Having, for once in their uneventful lives, captured the attention of everyone the old fraus now lavished the incident with detail. Inventions and exaggerations seemed added every day. While keeping more or less to the facts they were now given metaphysical meanings. The archbishop, upon seeing the nuns disrobe, bellowed with rage and brought his holy bishop's crook down to strike the Petticoat Angel twice across the back. At the first blow the crook broke but the archbishop persisted, so that at the second blow another piece of the holy stave broke off, whereupon the archbishop discarded the piece he held and it clattered to the floor to join the others at the foot of the high altar. It was only moments later that the women saw the shape of a perfect cross on my back and at its centre sat a fish, the holy symbol of Jesus the Saviour and Fisher of Men. They pointed to the significance of the shepherd's crook breaking into three pieces that lay at the feet of the crucified Christ, each piece, they suggested, represented a part of the Holy Trinity: God the Father, God the Son and God the Holy Ghost.

The old women then insisted that the sudden appearance of the cross and the fish upon my back was the precise moment the devil was seen to enter the archbishop. They told how he turned to face them, his eyes demonic and likened to red-hot coals. Then, with a stygian roar, he'd sent them screaming from the church.

The people of Cologne now talked openly of the Miracle at St Martin's and railed against the bishop, demanding that the Petticoat Angel be restored to her former sanctity and that my excommunication along with the other three be rescinded.

The funeral procession of the archbishop and his internment in a vault at St Mary's would normally have attracted several thousand people and would have filled the church and the square beyond it. But apart from the usual town dignitaries, nobles and church officials, the great church of St Mary's on the Kapitol resembled a morgue. The pews set aside for the poor were empty and the square held no more than a couple of dozen people, mostly out-of-town pilgrims.
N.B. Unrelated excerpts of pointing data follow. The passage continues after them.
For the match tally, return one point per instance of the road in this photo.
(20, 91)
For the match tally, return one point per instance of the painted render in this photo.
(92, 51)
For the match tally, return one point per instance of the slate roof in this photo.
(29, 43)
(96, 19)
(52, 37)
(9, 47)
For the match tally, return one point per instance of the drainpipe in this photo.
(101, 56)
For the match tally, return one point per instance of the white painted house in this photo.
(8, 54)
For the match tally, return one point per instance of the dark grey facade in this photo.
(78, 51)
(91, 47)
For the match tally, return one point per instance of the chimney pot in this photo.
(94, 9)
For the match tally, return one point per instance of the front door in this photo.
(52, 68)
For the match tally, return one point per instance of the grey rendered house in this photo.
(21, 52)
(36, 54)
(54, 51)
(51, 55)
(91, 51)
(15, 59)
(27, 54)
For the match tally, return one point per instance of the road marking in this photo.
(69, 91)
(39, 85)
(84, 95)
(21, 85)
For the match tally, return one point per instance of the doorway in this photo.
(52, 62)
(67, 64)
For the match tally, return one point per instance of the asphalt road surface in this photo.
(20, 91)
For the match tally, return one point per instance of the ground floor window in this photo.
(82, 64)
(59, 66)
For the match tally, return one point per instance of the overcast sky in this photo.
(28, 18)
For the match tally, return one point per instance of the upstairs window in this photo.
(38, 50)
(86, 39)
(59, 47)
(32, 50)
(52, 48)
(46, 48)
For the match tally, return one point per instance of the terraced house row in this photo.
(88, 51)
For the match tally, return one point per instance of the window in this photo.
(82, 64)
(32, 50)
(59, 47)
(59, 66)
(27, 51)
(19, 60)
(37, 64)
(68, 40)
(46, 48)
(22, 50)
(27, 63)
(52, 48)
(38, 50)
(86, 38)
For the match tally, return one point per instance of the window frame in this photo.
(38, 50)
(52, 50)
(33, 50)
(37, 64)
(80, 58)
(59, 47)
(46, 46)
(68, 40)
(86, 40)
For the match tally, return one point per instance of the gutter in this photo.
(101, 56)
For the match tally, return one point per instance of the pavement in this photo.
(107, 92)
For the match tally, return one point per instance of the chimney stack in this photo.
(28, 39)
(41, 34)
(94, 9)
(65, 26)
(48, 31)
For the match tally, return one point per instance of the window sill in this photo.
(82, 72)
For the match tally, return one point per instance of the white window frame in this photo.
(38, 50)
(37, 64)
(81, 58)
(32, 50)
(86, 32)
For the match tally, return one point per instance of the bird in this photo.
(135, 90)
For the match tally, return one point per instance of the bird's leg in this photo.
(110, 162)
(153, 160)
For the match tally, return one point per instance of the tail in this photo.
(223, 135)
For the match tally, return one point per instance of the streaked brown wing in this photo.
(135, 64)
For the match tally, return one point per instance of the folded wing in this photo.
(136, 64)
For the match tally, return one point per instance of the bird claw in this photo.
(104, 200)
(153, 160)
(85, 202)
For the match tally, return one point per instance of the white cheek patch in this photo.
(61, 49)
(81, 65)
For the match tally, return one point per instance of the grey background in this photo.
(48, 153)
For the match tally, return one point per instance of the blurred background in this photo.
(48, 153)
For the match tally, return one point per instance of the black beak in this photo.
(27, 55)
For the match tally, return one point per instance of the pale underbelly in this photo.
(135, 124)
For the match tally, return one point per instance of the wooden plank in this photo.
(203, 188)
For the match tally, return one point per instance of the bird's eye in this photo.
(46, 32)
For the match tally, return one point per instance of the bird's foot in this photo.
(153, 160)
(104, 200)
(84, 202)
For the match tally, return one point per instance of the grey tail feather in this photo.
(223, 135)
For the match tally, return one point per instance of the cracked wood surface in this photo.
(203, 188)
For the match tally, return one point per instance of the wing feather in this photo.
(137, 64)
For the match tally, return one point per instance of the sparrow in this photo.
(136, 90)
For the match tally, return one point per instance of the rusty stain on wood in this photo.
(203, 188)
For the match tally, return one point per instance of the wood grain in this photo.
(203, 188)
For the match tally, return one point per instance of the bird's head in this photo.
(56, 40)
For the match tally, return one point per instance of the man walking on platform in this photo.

Earlier, as the procession moved through the almost deserted streets, the few people present registered their disapproval by turning their backs on the funeral cortege.

The month following the incident of the chanting women and the death of the archbishop was a difficult one for me as the people of Cologne insisted that it was me who had been blessed and cast the devil from the Church. When I protested they pointed out that it was I who had come out of the trance after receiving the anointment of the cross; that with the archbishop possessed by the devil I had been guided by God to restore the sanctity of the Church and to still the chanting and chase the thieving street children from the square. The other nuns had meanwhile remained in a trance and had not witnessed any of the events directly after the archbishop expunged the congregation's collective memory and driven the congregation from the Church. This, they maintained, was evidence that I had been chosen by God.